Pasukan Sudan telah meluncurkan serangan besar-besaran terhadap kelompok paramiliter yang kuat yang sedang berperang dalam perang saudara negara itu, menargetkan daerah-daerah di ibu kota yang hilang pada awal konflik.
Dalam serangan fajar pada hari Kamis, pasukan pemerintah menggempur basis Pasukan Dukungan Cepat (RSF) di ibu kota Khartoum, dan Bahri di sebelah utara.
Sudan telah terlibat dalam perang sejak pasukan bersenjata dan RSF memulai perjuangan sengit untuk kekuasaan pada bulan April 2023, menyebabkan apa yang disebut PBB sebagai salah satu krisis kemanusiaan terburuk di dunia.

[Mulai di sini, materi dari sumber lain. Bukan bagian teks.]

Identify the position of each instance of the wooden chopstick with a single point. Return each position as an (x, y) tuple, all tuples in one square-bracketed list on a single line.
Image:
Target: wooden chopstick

Hingga 150.000 orang tewas dalam konflik tersebut sementara lebih dari 10 juta orang – sekitar seperlima populasi – telah dipaksa meninggalkan rumah mereka.
Eskalasi militer ini terjadi meskipun upaya yang dipimpin AS untuk merundingkan gencatan senjata, yang sedang dibahas di pinggir Sidang Umum PBB minggu ini.
Warga mengatakan artileri dan serangan udara dimulai semalam dan intensif saat fajar.
Banyak laporan mengatakan bahwa pasukan bersenjata menyeberangi jembatan-jembatan kunci di atas Sungai Nil – yang memisahkan daerah-daerah yang dikontrol pemerintah di Omdurman dari daerah yang dikendalikan oleh RSF.
RSF mengklaim telah berhasil menolak upaya tersebut, tetapi suara bentrokan dan asap dilaporkan berasal dari lokasi-lokasi di pusat Khartoum.
Sejak awal perang, pasukan paramiliter telah mengendalikan hampir seluruh ibu kota.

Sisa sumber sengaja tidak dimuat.